En torno al ángel, nada más decir aquello, surgió una cohorte de seres celestiales que proferían alabanzas: «Gloria a Dios en las alturas y en la tierra, paz a los hombres de buena voluntad», entonaban con voces entusiastas, encendiendo aún más la admiración de quienes los escuchaban.
El tío de Daniel, apenas se hubieron marchado los ángeles, propuso a los demás encaminarse hacia Belén para ver si era verdad lo que se les había anunciado y, dejando el ganado al cuidado de unos conocidos que por allí pasaban, se pusieron de inmediato en marcha. Acostumbrados a dar largas caminatas y a saltar por riscos y matorrales, no tardaron en presentarse en la cueva donde había tenido lugar el nacimiento. Era ya casi de madrugada cuando llegaron; una luz malva comenzaba a rociarse por las montañas.

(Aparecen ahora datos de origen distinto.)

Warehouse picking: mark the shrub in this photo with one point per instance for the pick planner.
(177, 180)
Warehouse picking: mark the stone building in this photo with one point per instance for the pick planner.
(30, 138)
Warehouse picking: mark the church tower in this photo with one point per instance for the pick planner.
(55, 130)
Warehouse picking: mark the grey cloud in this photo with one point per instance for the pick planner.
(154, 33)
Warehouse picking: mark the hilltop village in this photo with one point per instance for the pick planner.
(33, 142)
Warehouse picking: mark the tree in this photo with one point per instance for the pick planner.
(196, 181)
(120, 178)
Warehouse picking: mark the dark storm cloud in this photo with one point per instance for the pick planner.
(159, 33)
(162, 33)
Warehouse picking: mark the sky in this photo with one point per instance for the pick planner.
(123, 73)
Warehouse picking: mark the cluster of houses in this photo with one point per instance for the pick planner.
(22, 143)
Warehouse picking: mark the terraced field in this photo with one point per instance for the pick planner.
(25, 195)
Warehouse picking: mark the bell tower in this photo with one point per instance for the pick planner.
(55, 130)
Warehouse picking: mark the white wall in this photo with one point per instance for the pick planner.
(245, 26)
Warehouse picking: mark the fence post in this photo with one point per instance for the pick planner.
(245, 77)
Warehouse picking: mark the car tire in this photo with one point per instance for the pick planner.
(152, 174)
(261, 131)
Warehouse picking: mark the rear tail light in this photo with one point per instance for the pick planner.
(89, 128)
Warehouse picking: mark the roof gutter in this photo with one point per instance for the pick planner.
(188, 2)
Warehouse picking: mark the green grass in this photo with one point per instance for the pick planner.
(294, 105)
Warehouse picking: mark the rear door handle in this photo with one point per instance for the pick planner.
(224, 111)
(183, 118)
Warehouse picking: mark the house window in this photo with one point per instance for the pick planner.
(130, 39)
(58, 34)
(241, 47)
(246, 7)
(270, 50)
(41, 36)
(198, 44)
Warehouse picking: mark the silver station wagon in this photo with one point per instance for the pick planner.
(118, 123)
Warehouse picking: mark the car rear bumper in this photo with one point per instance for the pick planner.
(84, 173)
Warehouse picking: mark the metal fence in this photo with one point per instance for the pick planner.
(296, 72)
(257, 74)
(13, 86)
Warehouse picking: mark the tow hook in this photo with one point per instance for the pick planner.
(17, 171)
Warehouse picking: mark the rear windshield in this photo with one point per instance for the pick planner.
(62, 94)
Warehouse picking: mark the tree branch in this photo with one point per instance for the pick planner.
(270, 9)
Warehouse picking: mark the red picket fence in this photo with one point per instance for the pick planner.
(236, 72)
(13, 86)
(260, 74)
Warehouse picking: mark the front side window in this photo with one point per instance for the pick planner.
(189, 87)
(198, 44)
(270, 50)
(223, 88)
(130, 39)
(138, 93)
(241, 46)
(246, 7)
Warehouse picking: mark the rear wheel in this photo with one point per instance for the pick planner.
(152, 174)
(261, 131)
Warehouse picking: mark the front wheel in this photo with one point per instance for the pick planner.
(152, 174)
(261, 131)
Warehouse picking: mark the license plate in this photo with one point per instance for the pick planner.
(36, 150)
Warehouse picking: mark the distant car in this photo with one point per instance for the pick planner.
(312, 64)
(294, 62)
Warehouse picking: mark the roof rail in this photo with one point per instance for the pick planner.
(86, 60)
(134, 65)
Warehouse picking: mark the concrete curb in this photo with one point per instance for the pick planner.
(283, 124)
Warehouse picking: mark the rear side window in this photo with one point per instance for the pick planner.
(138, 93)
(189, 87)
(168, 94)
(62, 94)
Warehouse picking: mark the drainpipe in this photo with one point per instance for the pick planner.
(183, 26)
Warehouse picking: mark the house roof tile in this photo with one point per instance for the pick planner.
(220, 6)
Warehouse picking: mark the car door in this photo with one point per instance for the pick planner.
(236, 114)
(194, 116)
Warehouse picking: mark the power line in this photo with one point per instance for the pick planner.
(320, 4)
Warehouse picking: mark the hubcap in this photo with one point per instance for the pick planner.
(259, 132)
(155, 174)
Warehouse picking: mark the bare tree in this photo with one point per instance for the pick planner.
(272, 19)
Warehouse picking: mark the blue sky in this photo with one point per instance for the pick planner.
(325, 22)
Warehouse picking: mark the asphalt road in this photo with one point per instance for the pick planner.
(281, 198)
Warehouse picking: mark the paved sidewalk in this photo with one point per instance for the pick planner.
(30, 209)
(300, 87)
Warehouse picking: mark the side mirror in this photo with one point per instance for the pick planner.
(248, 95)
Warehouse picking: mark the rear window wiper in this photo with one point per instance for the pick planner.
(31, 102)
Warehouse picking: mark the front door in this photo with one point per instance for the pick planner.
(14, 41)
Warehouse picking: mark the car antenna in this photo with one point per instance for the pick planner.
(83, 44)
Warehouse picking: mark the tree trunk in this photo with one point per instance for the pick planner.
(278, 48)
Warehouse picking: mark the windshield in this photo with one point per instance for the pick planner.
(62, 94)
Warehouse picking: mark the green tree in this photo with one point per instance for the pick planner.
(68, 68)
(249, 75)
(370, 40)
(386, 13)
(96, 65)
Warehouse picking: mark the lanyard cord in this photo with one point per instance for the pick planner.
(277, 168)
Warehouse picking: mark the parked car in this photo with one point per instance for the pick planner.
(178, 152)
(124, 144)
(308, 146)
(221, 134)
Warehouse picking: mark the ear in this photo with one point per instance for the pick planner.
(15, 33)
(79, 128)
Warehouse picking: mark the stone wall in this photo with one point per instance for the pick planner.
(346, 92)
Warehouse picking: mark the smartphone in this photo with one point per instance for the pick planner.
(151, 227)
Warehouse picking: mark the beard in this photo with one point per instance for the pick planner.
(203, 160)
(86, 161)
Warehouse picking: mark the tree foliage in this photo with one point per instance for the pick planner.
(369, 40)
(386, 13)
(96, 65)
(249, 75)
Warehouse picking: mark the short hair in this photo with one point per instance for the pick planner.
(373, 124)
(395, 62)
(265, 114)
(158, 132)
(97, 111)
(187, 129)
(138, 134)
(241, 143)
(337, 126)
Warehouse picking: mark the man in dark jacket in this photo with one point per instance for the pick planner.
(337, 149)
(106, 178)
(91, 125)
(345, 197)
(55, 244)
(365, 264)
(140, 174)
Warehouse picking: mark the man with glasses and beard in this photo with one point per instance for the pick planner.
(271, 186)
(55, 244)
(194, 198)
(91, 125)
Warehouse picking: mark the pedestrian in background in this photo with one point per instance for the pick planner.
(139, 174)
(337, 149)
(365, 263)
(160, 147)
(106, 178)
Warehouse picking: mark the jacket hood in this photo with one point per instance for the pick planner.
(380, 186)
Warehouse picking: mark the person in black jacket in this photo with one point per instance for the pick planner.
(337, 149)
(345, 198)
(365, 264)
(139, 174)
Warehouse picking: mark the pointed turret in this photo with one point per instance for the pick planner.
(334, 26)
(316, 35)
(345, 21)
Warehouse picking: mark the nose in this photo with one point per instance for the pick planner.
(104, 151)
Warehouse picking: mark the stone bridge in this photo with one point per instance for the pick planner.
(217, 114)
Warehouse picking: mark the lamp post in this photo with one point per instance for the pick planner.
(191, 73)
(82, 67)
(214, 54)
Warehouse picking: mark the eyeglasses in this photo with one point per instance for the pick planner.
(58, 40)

Encontraron, para su sorpresa, lo que el ángel en su alocución les había dicho: un niño recién nacido, arropado en pañales, yacía en uno de los pesebres de la cueva. Su padre y su madre se hallaban de pie junto a él, vigilando su sueño. Simón, en nombre de los demás, declaró sin dilaciones lo que les había acontecido, la alegría que les ocasionaba verificar que lo anunciado aquella noche se había cumplido. José y María, los padres del niño, mostraron su contento al comprobar que Dios, de una forma extraordinaria, había querido revelarse a aquellos hombres. Se maravillaban de que no lo hubiese hecho con los más ricos o con los que más poder tenían.
De nuevo se veían sorprendidos por la voluntad del Altísimo, que prefería lo humilde a lo ostentoso, lo escondido a lo que está recubierto de brillos y de adornos. Los pastores se hincaron de rodillas y estuvieron un rato contemplando al niño. En su figura pequeña veían, como les había dicho el ángel, al Redentor del mundo, al Mesías del que habían oído hablar a sus padres. Daniel, arrodillado en medio del grupo, sentía cómo sus entrañas se estremecían de gozo: era algo que nunca había experimentado antes, una emoción nueva que lo colmaba de un dulce arrebato, como si hubiese descubierto de pronto un tesoro que oscuramente había estado buscando. Tenía la certidumbre de que había alcanzado en su vida una cumbre, a partir de la cual ya todo sería distinto, igual que al coronar el tozal de un cerro o de una colina la vista se recrea con un paisaje diferente, en el que los colores se presentan con tonos y matices insospechados. Lo que había visto y oído aquella noche le revelaba una verdad que había de otorgar un nuevo sentido al mundo. Era la verdad de un corazón enternecido, de un amor que como una fuente mana y riega los terrenos secos, los páramos de superficie endurecida. Dios mismo se había encarnado en aquel niño, había acampado entre los hombres para ser uno de ellos y para alumbrar su camino. La noche ya no sería el reino de las tinieblas, en el que el miedo tomaba muchas formas; ahora una luz rasgaría su pálpito oscuro e iluminaría las mentes de quienes se sentían oprimidos por ella.
En su camino de vuelta, los pastores profirieron cánticos y voces con los que alababan al Señor, en tanto que María se quedaba meditando todo lo que había vivido en su corazón.